None of those are correct definitions in my estimation, but yes, I do have a vocabulary of words with meanings that represent the objects, processes, relationships, and other qualities I encounter. These correlate with parts of speech (nouns, verbs, prepositions, and adjectives).
This isn't science. It could become science by merely demonstrating an ability to predict which individuals will survive leading to a gradual change.
We don't know how to do that. Nature does the testing or us and we see after the fact who the winners and losers have been. The extinct forms were the losers.
All homo omniscience see what we believe and experience reality only in terms of our beliefs.
I already rebutted that. Yes, language, prior experience, and a belief set derived from it shape thinking, but there are people who can actually look at something, realize they were wrong, and change their minds accordingly, and I'm pretty sure that you are one of them. Have you ever been surprised by seeing your car wasn't where you thought you left it or did you see a car there anyway because you had believed you would?
Maybe if you painted with a less broad brush.
I believe all belief is superstition hence I try to avoid beliefs in my models.
You can't.
The only true knowledge is experiential knowledge anyway so who needs abstractions and inductive logic.
We need abstractions to reason and to communicate with language. Words are abstractions.

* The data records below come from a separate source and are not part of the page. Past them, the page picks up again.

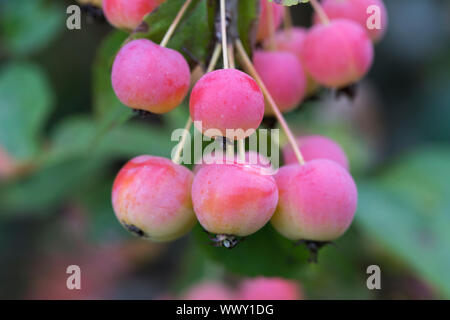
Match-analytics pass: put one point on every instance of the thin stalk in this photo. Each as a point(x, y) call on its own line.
point(241, 142)
point(223, 27)
point(177, 156)
point(174, 23)
point(287, 20)
point(271, 23)
point(248, 65)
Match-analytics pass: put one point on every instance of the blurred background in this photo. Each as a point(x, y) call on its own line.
point(62, 140)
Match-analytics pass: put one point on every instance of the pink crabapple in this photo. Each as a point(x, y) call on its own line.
point(149, 77)
point(151, 197)
point(262, 288)
point(337, 54)
point(233, 199)
point(128, 14)
point(317, 202)
point(220, 157)
point(264, 22)
point(227, 99)
point(283, 75)
point(356, 10)
point(316, 147)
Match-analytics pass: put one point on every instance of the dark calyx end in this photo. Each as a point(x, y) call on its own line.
point(93, 12)
point(313, 248)
point(224, 240)
point(134, 230)
point(349, 91)
point(270, 122)
point(142, 113)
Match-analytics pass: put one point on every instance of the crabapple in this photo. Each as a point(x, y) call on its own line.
point(151, 197)
point(316, 147)
point(128, 14)
point(233, 199)
point(337, 54)
point(251, 157)
point(292, 40)
point(264, 22)
point(208, 291)
point(317, 201)
point(149, 77)
point(227, 99)
point(356, 10)
point(283, 75)
point(269, 289)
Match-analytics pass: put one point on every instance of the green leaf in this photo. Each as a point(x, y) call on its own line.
point(265, 253)
point(105, 100)
point(29, 26)
point(248, 14)
point(196, 21)
point(48, 188)
point(26, 99)
point(407, 209)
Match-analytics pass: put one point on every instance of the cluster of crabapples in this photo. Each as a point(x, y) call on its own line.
point(312, 201)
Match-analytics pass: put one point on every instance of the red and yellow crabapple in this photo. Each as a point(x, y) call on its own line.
point(337, 54)
point(317, 201)
point(209, 291)
point(151, 197)
point(264, 18)
point(233, 199)
point(357, 10)
point(149, 77)
point(316, 147)
point(283, 75)
point(128, 14)
point(227, 99)
point(292, 40)
point(269, 289)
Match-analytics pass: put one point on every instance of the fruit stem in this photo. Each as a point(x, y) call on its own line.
point(241, 142)
point(175, 23)
point(248, 65)
point(271, 23)
point(177, 155)
point(223, 27)
point(320, 12)
point(287, 20)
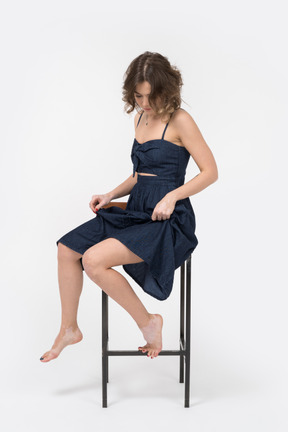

And experience generates inductions in a mind capable of that.
none of the things that describe life or how it changes has even yet been defined.
That's obviously incorrect on the face of it. Or maybe you didn't mean what this says and are merely being hyperbolical.
Still a circular argument.
He wrote, "That's what 'fitness'
means in evolution." Are you not able to tell the difference between a definition, a claim, and an argument? Those words aren't an argument. They're a claim and a definition if one specifies what the pronoun "that" means (the definition of "fitness").
Do you know the words definiendum and definiens?. They refer to a dictionary entry, the definiendum being the word defined and the definiens being the definition that follows. Both are abstractions.
I was told to adhere to the rules therefore would not debate
You can debate in this thread.
Never did I confirm or deny the world was created in literally six days
No, Genesis make that claim and sciencr has disconfirmed it.
I wouldn't treat a scientific article as a historical article and that's what most people do.
I treat all claims of fact the same way. I critically assess the claims using the same rules of evidence and inference.